Fabian Bedne, the mayor’s community development manager, has overseen all three participatory budgeting cycles. He describes bureaucratic constraints as a necessary element of participatory democracy.
“Democracy is sometimes messy, and part of public service is working constructively with others, establishing clear and transparent processes that maximizes the number of people who can participate, and being diligent about complying with legal and regulatory requirements — especially when we’re spending millions of taxpayer money,” Bedne tells the Scene in a statement. “Those are fundamental principles in participatory budgeting, and we won’t compromise on those. Governing by fiat or dictatorship is certainly more efficient.”
Pastorek tells the Scene that the steering committee had no sway over the city’s decision to earmark 7 percent of the $10 million allocation for overhead, nor were they consulted when the city awarded public relations firm Hall Strategies a contract worth more than $600,000 to promote the project. She took issue with the firm, which represented developers during displacements at RiverChase Apartments in the fall and represents Bristol Motor Speedway in its ongoing effort to land a NASCAR deal at The Fairgrounds Nashville.
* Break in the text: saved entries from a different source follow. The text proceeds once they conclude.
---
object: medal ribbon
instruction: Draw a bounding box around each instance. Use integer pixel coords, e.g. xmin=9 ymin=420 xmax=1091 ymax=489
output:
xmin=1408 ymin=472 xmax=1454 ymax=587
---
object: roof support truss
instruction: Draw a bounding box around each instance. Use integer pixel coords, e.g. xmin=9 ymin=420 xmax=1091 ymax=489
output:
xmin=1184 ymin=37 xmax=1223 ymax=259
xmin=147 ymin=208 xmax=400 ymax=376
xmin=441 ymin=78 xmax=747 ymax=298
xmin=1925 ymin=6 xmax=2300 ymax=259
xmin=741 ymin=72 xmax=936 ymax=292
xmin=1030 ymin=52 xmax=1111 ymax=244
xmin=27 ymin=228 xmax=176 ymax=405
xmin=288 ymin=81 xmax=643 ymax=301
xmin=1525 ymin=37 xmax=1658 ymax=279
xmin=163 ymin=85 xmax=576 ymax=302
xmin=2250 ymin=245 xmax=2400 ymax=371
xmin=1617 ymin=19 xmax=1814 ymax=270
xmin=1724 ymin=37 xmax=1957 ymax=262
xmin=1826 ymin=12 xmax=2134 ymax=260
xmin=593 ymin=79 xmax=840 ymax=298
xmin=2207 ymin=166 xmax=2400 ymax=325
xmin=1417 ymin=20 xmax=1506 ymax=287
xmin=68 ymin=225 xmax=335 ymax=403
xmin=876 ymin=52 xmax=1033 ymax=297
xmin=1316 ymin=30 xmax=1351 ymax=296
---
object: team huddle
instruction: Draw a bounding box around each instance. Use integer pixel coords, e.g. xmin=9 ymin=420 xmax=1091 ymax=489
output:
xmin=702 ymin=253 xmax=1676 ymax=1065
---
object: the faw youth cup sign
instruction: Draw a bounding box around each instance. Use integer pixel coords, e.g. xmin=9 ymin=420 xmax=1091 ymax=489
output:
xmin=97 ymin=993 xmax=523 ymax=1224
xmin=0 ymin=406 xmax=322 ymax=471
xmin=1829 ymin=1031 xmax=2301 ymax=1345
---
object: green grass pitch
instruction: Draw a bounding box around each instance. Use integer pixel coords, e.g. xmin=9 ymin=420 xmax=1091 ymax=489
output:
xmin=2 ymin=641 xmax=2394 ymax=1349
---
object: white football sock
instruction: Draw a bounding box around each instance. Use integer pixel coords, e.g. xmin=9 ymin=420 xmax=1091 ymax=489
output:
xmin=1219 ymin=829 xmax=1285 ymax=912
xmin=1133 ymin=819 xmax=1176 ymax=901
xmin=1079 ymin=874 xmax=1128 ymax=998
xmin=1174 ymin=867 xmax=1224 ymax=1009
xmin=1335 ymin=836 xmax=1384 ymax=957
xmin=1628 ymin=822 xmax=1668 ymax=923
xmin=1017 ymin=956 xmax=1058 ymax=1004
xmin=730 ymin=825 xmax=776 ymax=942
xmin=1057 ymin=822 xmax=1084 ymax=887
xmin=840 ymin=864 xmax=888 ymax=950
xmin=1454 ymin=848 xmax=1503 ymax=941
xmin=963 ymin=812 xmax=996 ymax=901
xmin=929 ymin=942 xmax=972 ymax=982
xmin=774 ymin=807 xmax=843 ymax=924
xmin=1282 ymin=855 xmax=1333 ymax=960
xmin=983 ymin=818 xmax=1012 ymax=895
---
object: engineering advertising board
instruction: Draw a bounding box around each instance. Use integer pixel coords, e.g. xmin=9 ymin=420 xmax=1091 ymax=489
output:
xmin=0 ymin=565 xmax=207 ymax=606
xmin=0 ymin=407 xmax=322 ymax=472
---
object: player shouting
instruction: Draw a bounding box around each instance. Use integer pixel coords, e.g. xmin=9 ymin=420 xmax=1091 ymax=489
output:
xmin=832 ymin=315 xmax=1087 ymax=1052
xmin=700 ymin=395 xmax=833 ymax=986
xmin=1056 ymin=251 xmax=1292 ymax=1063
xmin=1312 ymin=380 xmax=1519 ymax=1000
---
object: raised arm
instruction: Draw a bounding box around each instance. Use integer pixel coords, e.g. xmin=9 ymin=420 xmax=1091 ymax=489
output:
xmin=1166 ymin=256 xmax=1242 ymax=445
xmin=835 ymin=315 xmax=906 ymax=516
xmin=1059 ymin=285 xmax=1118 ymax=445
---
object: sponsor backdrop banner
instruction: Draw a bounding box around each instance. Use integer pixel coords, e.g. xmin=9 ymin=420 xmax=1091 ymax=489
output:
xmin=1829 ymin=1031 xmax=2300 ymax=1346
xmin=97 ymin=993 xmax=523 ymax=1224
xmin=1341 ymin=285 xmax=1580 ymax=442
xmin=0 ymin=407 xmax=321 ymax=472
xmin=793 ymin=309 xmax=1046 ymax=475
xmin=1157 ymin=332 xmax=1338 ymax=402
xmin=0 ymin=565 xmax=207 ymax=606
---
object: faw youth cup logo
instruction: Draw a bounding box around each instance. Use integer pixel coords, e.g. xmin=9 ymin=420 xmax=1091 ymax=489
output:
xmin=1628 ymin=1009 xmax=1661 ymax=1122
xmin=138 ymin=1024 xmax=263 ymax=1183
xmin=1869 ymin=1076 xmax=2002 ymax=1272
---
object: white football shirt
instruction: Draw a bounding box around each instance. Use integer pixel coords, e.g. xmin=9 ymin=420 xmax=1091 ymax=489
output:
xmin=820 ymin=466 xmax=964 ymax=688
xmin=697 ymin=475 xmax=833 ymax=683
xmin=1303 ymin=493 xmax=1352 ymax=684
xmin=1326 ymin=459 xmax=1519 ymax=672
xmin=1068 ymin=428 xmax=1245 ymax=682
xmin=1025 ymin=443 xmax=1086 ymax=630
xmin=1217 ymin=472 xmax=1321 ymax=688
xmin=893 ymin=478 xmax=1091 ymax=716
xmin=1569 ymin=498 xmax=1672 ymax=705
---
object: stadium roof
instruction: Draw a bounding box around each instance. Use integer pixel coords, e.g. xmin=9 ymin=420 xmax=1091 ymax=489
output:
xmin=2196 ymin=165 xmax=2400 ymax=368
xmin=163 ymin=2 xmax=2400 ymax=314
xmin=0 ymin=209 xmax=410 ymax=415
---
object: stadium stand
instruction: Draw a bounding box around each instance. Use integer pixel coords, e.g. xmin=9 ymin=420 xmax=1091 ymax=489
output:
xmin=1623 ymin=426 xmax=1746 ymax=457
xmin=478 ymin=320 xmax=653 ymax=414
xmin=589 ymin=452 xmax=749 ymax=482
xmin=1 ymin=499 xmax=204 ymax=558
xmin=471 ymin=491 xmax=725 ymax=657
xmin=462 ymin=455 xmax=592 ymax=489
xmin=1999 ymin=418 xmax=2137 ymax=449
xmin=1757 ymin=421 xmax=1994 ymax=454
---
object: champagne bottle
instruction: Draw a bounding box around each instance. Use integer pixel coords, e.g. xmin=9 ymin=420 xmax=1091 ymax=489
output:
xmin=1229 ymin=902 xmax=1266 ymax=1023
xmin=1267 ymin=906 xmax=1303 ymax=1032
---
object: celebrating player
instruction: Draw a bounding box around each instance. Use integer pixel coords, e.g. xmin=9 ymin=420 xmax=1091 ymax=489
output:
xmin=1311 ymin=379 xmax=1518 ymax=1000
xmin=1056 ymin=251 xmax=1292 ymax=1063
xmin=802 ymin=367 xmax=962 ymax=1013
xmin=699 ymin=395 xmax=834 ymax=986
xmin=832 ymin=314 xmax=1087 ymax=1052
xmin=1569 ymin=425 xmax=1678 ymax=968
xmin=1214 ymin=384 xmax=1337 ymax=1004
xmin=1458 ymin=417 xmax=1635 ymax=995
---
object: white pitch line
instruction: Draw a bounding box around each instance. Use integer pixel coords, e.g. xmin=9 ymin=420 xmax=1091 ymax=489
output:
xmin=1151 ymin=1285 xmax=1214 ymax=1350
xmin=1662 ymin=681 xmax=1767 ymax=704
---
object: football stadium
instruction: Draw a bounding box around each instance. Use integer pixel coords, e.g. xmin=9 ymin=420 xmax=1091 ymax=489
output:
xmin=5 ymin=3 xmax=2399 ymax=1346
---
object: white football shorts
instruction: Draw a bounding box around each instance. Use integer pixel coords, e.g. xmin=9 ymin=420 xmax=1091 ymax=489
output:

She chafed at the committee’s tight timeline as well as meetings’ functionality, specifically Bedne’s decision to bring on a facilitator whose responsibilities overlapped with Pastorek’s role as chair.
Metro Legal and Finance has kept the committee to a strict timeline because funding originated from the American Rescue Plan, which stipulates that federal money must be allocated by the end of 2024. As chair, Pastorek heard concerns about whether the city had freed itself from such constraints by first categorizing that money as revenue replacement, then pulling $10 million from the city budget.
Ben Eagles, a senior adviser for the mayor, defended the process as less arduous than the existing path to infrastructure improvements: approval through Metro Council.
“These projects could be funded through the traditional lengthy red-tape route of a capital improvements budget, then a capital spending plan then a vote by Metro Council," Eagles tells the Scene. "But PB allows residents to have a direct say in what gets done in their neighborhood without relying on priority lists of department heads or the ear of a council member or the advocacy of a mayor."
Pastorek formally resigned after the steering committee had approved guidelines to govern the remainder of the participatory budgeting process. Jason Sparks will replace Pastorek as chair of the steering committee, which now chooses another group made up of 35 budget delegates, one from each council district, who will refine submitted ideas into a ballot of projects for a citywide vote in the fall. The window for project submissions closes on June 1.